Prendersi cura del dolore lentamente.
I processi di cura non sono fatti di passi veloci e lineari, ma sono cammini lenti e fatto di spirali: di ritorni del dolore.
All’inizio della mia esperienza professionale, quasi vent’anni fa, i nostri pazienti ci dicevano “non importa quanto tempo ci vorrà per uscirne, e soprattutto non voglio prendere farmaci”. Oggi invece, le persone fin dalle prime sedute invocano la prescrizione miracolosa del farmaco, guaritore veloce della propria vulnerabilità.

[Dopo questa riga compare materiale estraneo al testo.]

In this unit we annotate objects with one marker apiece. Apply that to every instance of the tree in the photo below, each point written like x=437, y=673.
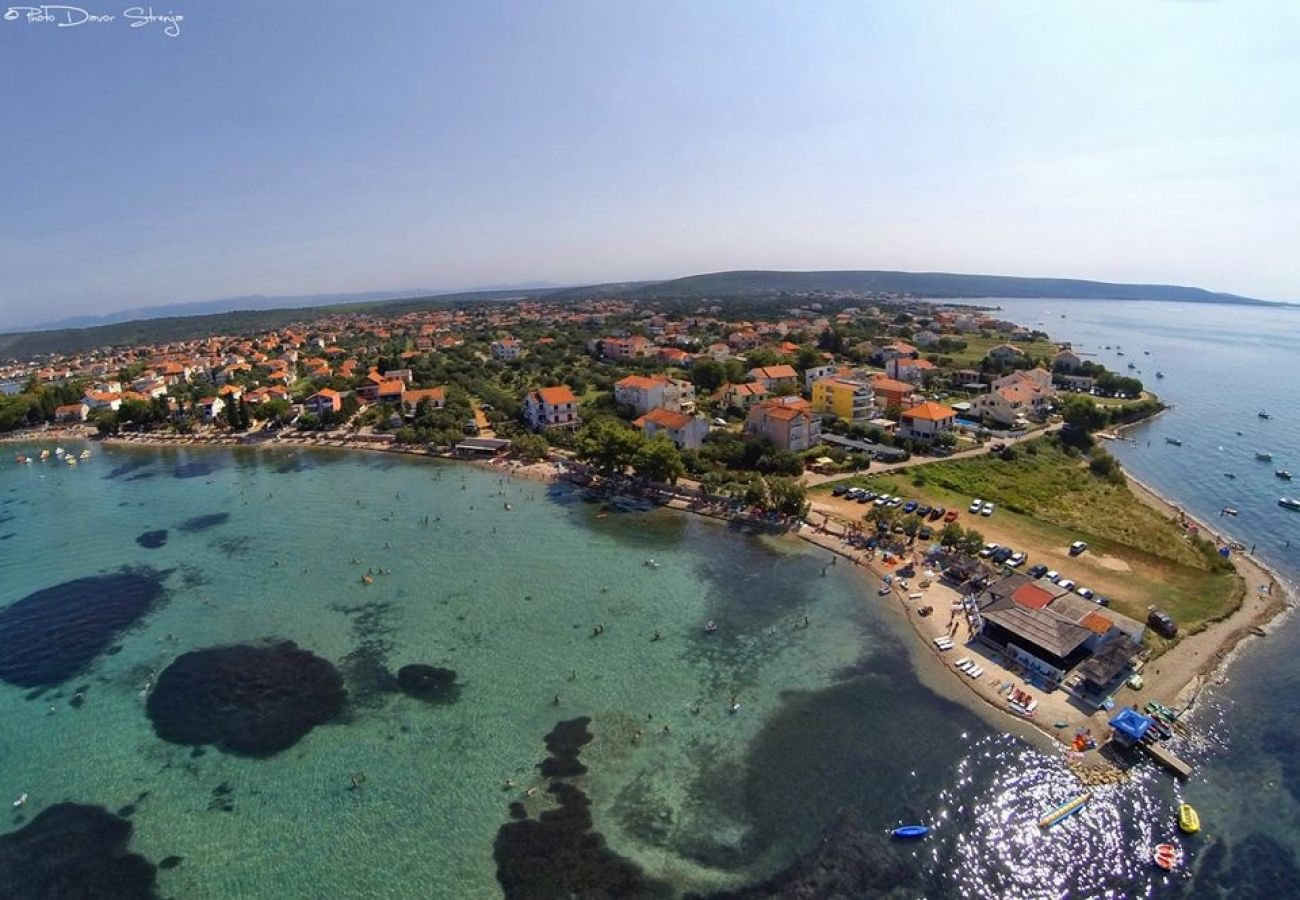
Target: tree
x=607, y=444
x=531, y=448
x=788, y=496
x=707, y=373
x=1082, y=412
x=658, y=459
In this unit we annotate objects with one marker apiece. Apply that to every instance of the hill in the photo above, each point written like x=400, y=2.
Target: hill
x=22, y=345
x=917, y=284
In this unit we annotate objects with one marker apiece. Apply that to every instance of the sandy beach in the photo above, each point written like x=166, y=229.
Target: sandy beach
x=1174, y=678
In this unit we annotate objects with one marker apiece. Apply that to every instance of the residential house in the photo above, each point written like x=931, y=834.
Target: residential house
x=551, y=407
x=1013, y=405
x=818, y=372
x=211, y=407
x=787, y=422
x=891, y=392
x=324, y=401
x=687, y=432
x=926, y=422
x=905, y=368
x=775, y=376
x=103, y=399
x=411, y=399
x=644, y=393
x=629, y=347
x=72, y=412
x=741, y=397
x=506, y=349
x=850, y=399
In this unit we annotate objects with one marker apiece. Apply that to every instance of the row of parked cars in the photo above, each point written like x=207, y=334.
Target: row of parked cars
x=908, y=506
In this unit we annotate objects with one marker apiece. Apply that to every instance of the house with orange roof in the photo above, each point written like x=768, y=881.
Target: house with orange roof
x=644, y=393
x=687, y=432
x=324, y=401
x=891, y=392
x=507, y=349
x=411, y=399
x=211, y=407
x=551, y=407
x=72, y=412
x=741, y=397
x=905, y=368
x=926, y=422
x=787, y=422
x=775, y=376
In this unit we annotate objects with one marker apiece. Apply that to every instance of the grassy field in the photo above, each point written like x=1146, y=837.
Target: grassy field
x=978, y=347
x=1047, y=500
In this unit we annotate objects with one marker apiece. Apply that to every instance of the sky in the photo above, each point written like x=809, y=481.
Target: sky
x=302, y=147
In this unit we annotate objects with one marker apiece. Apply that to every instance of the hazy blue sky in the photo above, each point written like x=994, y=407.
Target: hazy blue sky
x=308, y=147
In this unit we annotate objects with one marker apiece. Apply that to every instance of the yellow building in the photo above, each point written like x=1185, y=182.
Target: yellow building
x=844, y=398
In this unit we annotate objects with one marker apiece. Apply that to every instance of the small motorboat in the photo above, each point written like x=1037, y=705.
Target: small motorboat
x=1166, y=856
x=1065, y=810
x=910, y=831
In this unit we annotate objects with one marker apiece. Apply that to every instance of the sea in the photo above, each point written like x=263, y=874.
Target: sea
x=768, y=756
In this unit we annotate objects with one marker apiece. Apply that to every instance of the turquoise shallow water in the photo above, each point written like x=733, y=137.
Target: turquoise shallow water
x=833, y=722
x=508, y=598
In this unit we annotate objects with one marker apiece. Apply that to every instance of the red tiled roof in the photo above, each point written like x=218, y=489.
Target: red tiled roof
x=1032, y=596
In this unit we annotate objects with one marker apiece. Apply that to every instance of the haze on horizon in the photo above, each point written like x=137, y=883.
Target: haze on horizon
x=310, y=148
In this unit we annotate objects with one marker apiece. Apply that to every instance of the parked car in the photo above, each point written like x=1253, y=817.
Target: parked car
x=1162, y=622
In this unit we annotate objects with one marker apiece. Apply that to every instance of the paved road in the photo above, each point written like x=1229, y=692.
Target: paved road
x=813, y=479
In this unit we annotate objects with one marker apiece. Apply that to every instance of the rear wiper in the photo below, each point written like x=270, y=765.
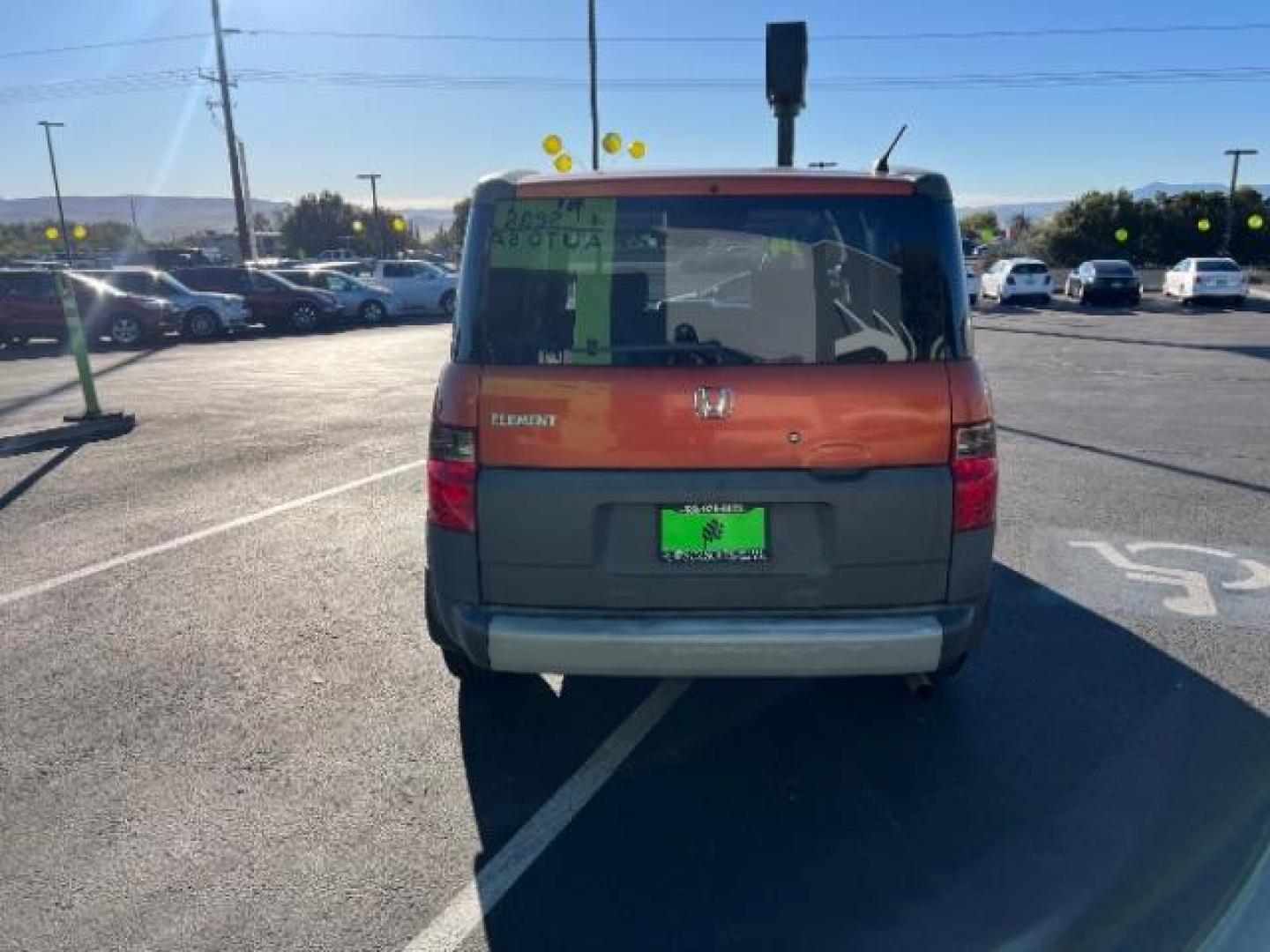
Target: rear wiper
x=710, y=346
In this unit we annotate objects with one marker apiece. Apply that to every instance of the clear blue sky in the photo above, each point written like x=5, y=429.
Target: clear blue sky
x=432, y=145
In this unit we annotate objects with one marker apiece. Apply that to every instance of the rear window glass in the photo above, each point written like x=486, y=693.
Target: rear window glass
x=712, y=280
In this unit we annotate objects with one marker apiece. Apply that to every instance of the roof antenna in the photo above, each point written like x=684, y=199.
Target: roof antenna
x=883, y=165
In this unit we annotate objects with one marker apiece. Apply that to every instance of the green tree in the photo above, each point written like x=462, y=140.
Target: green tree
x=975, y=224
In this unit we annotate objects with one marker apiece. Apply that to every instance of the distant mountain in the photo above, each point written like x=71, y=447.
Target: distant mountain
x=161, y=217
x=1039, y=211
x=1151, y=188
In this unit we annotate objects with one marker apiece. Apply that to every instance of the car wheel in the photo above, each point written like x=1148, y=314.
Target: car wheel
x=126, y=331
x=202, y=324
x=374, y=312
x=303, y=317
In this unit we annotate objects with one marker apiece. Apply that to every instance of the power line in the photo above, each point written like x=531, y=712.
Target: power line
x=661, y=40
x=176, y=79
x=817, y=38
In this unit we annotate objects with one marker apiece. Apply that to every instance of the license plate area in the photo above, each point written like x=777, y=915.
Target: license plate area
x=713, y=532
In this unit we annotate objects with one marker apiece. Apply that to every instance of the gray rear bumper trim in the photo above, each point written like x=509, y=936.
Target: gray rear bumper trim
x=715, y=646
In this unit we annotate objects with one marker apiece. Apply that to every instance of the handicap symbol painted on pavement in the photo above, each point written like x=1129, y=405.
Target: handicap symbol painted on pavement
x=1195, y=598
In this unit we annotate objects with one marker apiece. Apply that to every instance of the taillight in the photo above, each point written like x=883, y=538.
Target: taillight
x=975, y=478
x=452, y=478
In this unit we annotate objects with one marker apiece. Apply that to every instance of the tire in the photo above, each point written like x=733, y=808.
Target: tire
x=126, y=331
x=303, y=317
x=374, y=311
x=202, y=324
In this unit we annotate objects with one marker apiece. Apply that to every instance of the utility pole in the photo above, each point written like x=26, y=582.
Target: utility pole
x=230, y=136
x=375, y=210
x=594, y=92
x=57, y=188
x=1229, y=205
x=247, y=201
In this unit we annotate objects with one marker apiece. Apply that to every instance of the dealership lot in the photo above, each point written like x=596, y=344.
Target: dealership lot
x=222, y=726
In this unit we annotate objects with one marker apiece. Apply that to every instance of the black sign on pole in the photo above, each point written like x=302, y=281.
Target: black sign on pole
x=787, y=81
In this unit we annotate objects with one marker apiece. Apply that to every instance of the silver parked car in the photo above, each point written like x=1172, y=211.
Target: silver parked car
x=357, y=297
x=206, y=312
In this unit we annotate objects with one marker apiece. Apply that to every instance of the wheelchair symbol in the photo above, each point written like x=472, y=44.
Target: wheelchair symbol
x=1197, y=600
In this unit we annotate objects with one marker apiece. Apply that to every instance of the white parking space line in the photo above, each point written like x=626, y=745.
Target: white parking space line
x=97, y=568
x=465, y=911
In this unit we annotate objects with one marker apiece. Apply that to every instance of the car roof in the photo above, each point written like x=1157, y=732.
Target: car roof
x=710, y=182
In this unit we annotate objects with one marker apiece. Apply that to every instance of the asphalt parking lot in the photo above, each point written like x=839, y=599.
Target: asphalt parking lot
x=221, y=726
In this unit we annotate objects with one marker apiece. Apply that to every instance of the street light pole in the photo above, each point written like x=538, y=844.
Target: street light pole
x=594, y=92
x=230, y=136
x=375, y=210
x=1229, y=204
x=57, y=188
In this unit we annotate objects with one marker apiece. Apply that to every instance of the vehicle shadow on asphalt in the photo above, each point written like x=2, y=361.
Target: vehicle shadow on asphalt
x=72, y=383
x=14, y=493
x=1259, y=351
x=1076, y=787
x=1134, y=458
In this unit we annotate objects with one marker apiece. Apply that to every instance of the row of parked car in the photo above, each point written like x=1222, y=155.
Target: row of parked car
x=1111, y=280
x=131, y=305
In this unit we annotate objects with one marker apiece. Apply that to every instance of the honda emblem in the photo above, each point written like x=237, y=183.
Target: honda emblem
x=713, y=403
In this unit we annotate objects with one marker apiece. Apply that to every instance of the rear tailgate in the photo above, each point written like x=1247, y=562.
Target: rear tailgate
x=848, y=462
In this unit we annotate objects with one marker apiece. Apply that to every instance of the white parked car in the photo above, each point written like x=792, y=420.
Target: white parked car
x=419, y=285
x=1194, y=279
x=357, y=297
x=1016, y=279
x=205, y=312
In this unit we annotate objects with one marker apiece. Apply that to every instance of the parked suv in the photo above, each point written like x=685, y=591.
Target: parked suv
x=272, y=301
x=1104, y=280
x=357, y=297
x=644, y=467
x=31, y=308
x=206, y=314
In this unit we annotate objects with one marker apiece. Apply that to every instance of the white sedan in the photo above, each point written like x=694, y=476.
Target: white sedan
x=1194, y=279
x=419, y=285
x=1013, y=279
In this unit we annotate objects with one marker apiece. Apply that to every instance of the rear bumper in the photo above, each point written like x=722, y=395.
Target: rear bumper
x=909, y=641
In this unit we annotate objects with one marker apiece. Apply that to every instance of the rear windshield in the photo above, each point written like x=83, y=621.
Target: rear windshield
x=1217, y=265
x=707, y=280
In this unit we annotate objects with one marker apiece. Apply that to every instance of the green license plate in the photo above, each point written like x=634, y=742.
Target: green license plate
x=713, y=532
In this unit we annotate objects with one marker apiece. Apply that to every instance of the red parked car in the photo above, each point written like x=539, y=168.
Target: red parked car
x=29, y=308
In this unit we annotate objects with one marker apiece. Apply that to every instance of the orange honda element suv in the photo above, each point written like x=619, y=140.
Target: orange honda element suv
x=712, y=423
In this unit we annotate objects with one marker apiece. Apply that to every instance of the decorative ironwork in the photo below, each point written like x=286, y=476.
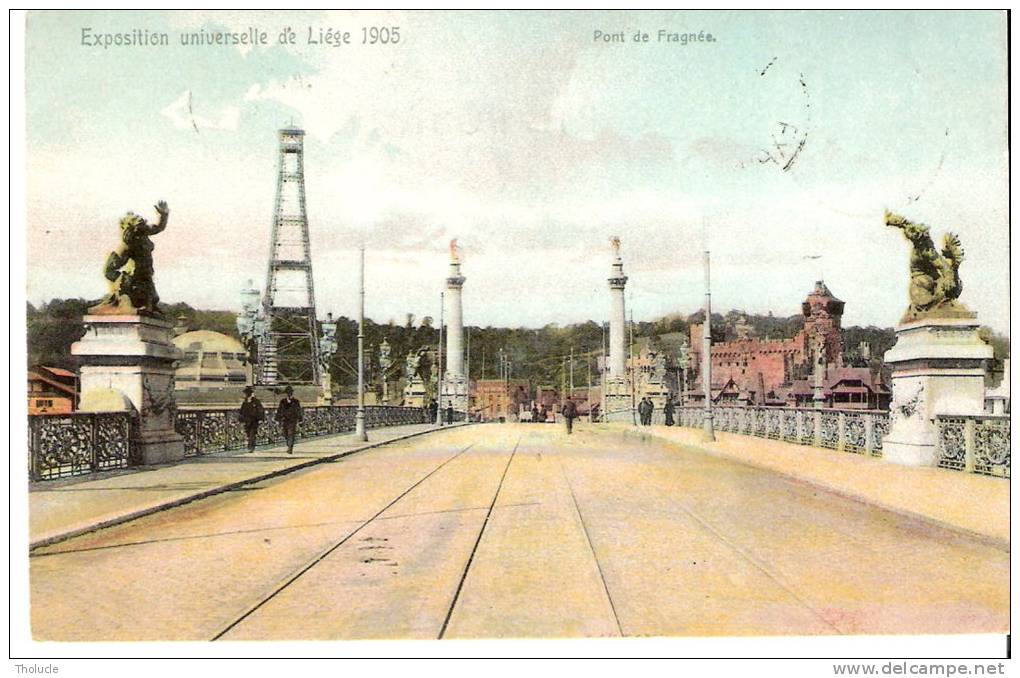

Perché allora è così difficile smettere di soffrire per la fine di una relazione e separarci da quel dolore. Per Freud era un enigma irrisolvibile.
Non esistono ricette. Banale forse come affermazione, ma reale.
Serve riaccogliere il senso della mancanza e riuscire a starci senza evadere e cercando di non vivere la separazione con vergogna, colpevolizzazione o fallimento personale.
Serve innanzitutto un tempo lento per dare spazio al ricordo, alla memoria e alla legittimazione alla sofferenza.
Non esistono separazioni o lutti senza dolore. Solo così ci possiamo liberare dal peso ingombrante della perdita senza ricorrere a sostituzioni.
Serve infine non restare soli, ma giocarci nella relazione con l’Altro che, come ci ricorda il Nobel per la Fisica Giorgio Parisi nel libro In un volo di storni, è un sistema complesso, faticoso, ma meraviglioso.
Si può affrontare un dolore, così come un’esperienza di fragilità solo a condizione di non essere soli e riscoprendo quel lato umano, tremendamente umano, nascosto negli interstizi delle nostre relazioni.